How the Multinomial Logistic Regression Model Works
ModelingPredictive AnalyticsStatisticsAlgorithmsMachine LearningPythonposted by Saimadhu Polamuri March 31, 2017 Saimadhu Polamuri
In the pool of supervised classification algorithms, the logistic regression model is the first most algorithm to play with. This classification algorithm again categorized into different categories. These categories purely based on the number of target classes.
If the logistic regression model used for addressing the binary classification kind of problems it’s known as the binary logistic regression classifier. Whereas the logistic regression model used for multiclassification kind of problems, it’s called the multinomial logistic regression classifier.
As we discussed each and every block of binary logistic regression classifier in our previous article. Now we use the binary logistic regression knowledge to understand in details about, how the multinomial logistic regression classifier works.
I recommend first to check out the how the logistic regression classifier works article and the Softmax vs Sigmoid functions article before you read this article.
Learn each and every stage of multinomial logistic regression classifier.CLICK TO TWEET
Before we start the drive, let’s look at the table of contents of this article.
Table of Contents:
What is Logistic Regression?
The logistic regression model is a supervised classification model. Which use the techniques of the linear regression model in the initial stages to calculate the logits (Score). So technically we can call the logistic regression model as the linear model. In the later stages uses the estimated logits to train a classification model. The trained classification model perform the multiclassification task.
If you were not aware of the logits and the basic linear regression model techniques don’t be frightened. In the coming sections.
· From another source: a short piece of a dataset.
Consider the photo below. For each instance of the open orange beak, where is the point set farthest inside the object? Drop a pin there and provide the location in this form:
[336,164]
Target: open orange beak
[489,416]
We are going to learn each block of multinomial logistic regression from inputs to the target output representation.
As we discussed earlier the logistic regression model are categorized based on the number of target classes and uses the proper functions like sigmoid or softmax functions to predict the target class.
In short:
 Sigmoid function: used in the logistic regression model for binary classification.
 Softmax function: used in the logistic regression model for multiclassification.
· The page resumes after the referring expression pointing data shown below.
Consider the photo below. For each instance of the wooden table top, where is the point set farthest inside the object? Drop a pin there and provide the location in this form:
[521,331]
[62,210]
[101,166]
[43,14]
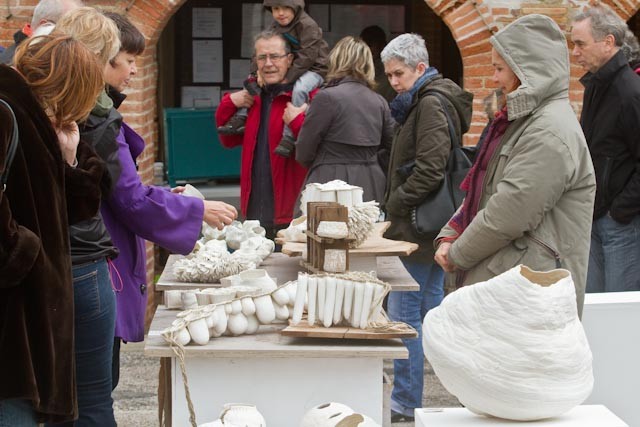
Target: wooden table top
[375,245]
[268,342]
[286,268]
To learn more about sigmoid and softmax functions checkout difference between softmax and sigmoid functions article.
What is Multinomial Logistic Regression?
Multinomial logistic regression is also a classification algorithm same like the logistic regression for binary classification. Whereas in logistic regression for binary classification the classification task is to predict the target class which is of binary type. Like Yes/NO, 0/1, Male/Female. When it comes to multinomial logistic regression, the idea is to use the logistic regression techniques to predicted the target class from
When it comes to multinomial logistic regression. The idea is to use the logistic regression techniques to predicted the target class for more than 2 target classes.
The underline technique will be same like the logistic regression for binary classification until calculating the probabilities for each target. Once the probabilities were calculated. We need to transfer them into one hot encoding and uses the cross entropy methods in the training process for getting the proper weights.
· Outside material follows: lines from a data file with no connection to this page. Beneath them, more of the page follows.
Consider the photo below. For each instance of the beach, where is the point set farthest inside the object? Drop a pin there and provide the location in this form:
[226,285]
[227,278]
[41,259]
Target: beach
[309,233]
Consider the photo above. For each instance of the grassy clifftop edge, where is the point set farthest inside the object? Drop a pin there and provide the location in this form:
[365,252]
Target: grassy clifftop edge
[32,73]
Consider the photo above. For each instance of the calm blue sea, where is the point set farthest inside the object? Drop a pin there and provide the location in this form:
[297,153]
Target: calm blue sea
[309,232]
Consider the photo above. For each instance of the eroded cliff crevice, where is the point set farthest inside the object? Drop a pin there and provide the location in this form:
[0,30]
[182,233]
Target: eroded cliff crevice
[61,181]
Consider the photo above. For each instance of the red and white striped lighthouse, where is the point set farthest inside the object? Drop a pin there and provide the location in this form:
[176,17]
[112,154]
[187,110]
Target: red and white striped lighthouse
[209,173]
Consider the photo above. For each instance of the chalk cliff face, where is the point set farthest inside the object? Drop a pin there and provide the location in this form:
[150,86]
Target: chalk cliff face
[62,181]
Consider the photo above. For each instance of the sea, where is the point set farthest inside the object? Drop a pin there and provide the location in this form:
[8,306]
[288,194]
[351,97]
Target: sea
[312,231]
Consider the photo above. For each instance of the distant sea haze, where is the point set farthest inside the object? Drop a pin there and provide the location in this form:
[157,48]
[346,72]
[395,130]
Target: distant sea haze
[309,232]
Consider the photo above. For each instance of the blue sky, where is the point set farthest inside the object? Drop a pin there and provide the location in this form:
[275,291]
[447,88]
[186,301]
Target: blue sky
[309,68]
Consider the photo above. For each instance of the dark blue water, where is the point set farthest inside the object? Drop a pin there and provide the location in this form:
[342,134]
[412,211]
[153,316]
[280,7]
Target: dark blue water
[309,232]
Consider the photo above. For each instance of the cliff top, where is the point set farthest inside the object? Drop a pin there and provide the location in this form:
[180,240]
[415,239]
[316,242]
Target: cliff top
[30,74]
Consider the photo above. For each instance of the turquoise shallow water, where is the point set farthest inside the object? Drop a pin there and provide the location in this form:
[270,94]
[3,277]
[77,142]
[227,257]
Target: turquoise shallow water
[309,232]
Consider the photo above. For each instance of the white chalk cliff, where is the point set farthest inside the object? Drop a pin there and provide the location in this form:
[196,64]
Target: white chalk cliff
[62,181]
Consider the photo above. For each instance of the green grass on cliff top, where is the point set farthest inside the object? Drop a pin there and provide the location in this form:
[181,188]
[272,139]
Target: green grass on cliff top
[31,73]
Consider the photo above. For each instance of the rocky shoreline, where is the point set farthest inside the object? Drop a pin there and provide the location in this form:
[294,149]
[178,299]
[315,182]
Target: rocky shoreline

We are going to learn the whole process multinomial logistic regression from giving inputs to the final one hot encoding in the upcoming sections of this article. Before that lets quickly check few examples to understand what kind of problems we can solve using the multinomial logistic regression.
Before that lets quickly check few examples to understand what kind of problems we can solve using the multinomial logistic regression.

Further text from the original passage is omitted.